A premature baby girl weighing 1 pound has defied the odds and continues to thrive.
Sophia Reynolds was born on Aug. 15 when her mother, Valerie Reynolds, arrived at an Ohio hospital nearly six moths pregnant, according to the Daily Mail.
"The second day after she was born they actually let me hold her when she was only 1 pound, 2 ounces," her mother said.
Sophia was only 23 weeks old when she was born, and is one of the smallest babies treated at Nationwide Children's Hospital in Columbus, Ohio. Treatment using Kangaroo Care, a care method where parents hold the baby skin-to-skin, increased the baby's chances of survival, according to one of Sophia's doctors, Dr. Edward Shepard.
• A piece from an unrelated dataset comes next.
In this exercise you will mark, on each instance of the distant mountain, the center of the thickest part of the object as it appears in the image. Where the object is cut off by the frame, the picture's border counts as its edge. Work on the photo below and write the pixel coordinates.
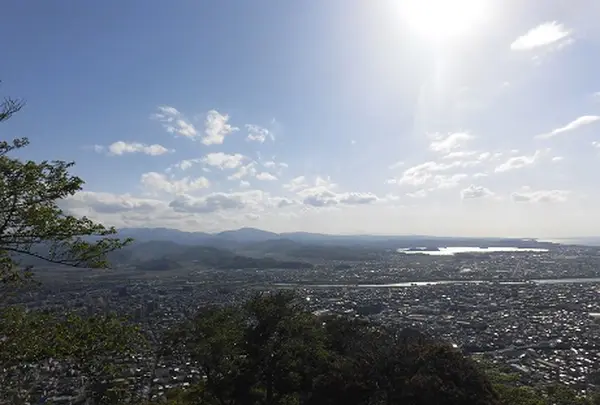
(166, 255)
(247, 235)
(309, 251)
(249, 239)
"We actually take the baby and put them directly on mom or dad's chest skin to skin as long as they can tolerate it and it turns out that if you do that the babies get better faster and that's great for the parents," Shepard said.
She now weighs 3 pounds and is kept in an incubator to monitor her progress.
Parents Shawn and Valerie have been with Sophia every day, and have only spent one night in their own bed.
"It's hard. I can't take her home like a normal baby, so I want to spend every minute I can with her and watch her grow and let her know that we're here," Valerie said.
If she continues to grow and stay healthy, Sophia is expected to go home with her parents on Dec. 16.
The Centers for Disease Control and Prevention refers to premature birth as the birth of an infant before 37 weeks of pregnancy. According to the CDC, preterm births affected more than 450,000 babies in 2012. Babies who are born prematurely are at higher risk of serious disabilities or death the earlier they are born.